Pennsylvania Republican Sen. Rick Santorum, who had identified himself with the persecution of Latino immigrants by the small city of Hazleton, Pa., was handily defeated by Democrat Bob Casey. In Virginia, “Senator macaca” George Allen was defeated in a squeaker by a newcomer to the Democratic Party, Jim Webb. Webb opposes guest-worker programs, but is open to giving undocumented immigrants a crack at legalization and citizenship, and does not go around calling minority people monkeys.
The Democrats also made very major advances in gubernatorial and state legislative elections. These need to be analyzed in more detail to see what the impact of the uproar about immigration actually was. But it is clear that the Republican right gained little, if anything, with its scare tactics about a Mexican “reconquest” of the United States or the “contamination” of U.S. health and culture by foreigners.
In most, but not all, cases, victorious Democratic candidates had better positions on immigration. However, while the Republicans tried to make the election be about immigration, Democratic candidates, with exceptions, did not campaign on immigration or immigrant rights issues, and a few of them came out on the wrong side of it.

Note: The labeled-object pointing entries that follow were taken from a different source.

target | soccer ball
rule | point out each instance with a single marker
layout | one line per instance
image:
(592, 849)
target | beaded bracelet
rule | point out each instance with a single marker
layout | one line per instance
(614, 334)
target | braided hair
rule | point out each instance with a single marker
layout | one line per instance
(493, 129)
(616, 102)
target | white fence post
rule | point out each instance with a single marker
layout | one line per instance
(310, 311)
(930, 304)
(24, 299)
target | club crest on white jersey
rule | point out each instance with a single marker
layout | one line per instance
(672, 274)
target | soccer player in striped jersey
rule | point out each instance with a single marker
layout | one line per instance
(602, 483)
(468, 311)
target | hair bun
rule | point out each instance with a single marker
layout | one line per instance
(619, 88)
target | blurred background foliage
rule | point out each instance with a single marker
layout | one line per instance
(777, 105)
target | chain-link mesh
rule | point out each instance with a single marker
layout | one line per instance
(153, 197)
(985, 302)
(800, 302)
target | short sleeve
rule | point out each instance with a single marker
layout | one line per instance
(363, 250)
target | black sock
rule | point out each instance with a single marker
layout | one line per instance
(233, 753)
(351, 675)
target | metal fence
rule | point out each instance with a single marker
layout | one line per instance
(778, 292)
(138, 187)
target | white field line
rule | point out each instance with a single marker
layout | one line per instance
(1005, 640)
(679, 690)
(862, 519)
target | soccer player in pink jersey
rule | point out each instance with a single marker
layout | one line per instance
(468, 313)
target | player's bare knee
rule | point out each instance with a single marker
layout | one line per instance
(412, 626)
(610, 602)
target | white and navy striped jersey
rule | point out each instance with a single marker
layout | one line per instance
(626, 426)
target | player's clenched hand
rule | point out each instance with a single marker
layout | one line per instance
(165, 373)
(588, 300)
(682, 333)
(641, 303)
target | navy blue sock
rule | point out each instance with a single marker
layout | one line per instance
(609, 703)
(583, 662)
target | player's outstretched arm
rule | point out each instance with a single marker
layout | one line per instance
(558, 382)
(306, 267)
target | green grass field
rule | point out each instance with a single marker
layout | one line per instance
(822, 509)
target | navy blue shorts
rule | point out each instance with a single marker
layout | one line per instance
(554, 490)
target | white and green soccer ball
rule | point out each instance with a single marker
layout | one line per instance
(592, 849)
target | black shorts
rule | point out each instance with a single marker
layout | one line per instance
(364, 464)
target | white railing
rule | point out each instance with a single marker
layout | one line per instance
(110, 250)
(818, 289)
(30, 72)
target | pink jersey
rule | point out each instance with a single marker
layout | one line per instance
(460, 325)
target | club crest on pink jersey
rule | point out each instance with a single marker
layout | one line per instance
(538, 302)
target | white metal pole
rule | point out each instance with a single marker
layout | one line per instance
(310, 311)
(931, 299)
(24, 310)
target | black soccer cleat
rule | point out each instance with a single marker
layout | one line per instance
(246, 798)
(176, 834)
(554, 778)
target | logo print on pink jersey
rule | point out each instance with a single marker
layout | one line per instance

Not all the anti-immigrant Republican candidates lost: Thelma Drake was re-elected in Virginia as was Brian Bilbray in California, and anti-immigrant extremist Peter Roskam defeated Democrat Tammy Duckworth for the 6th CD seat in Illinois, which is being vacated by Henry Hyde.
Also, several anti-immigrant ballot initiatives won in Arizona, including an English-only initiative that will cause lots of problems for people whose first language is not English.
Nevertheless, supporters of immigrant rights are in a much better position than we were a year ago. Committee chairmanships in both House and Senate will now be taken over by people much less hostile to immigrants that were the likes of Frist, Hastert and Sensenbrenner.
Rep. John Conyers (D-Mich.) will chair the House Judiciary Committee, Rep. Sheila Jackson-Lee (D-Texas) will chair the Immigration Subcommittee, and Patrick Leahy (D-Vt.) will chair the Senate Committee on the Judiciary; all are much more open to recognizing the rights of the undocumented than were their Republican predecessors.
The House Hispanic, Black and Progressive Caucuses all come out of the election with much more strength and influence, and all three are sympathetic to immigrant worker concerns. There will probably not be more significant anti-immigrant legislation. But the fact that Bush is still in the White House pushing for both repression and an anti-labor guest-worker program, and that the Democrats will not have a veto-proof majority and will only have a one-vote majority in the Senate, will still be an obstacle to be overcome by the immigrant rights movement. So let’s not put away our marching shoes.
Emile Schepers is an immigrant rights activist in northern Virginia.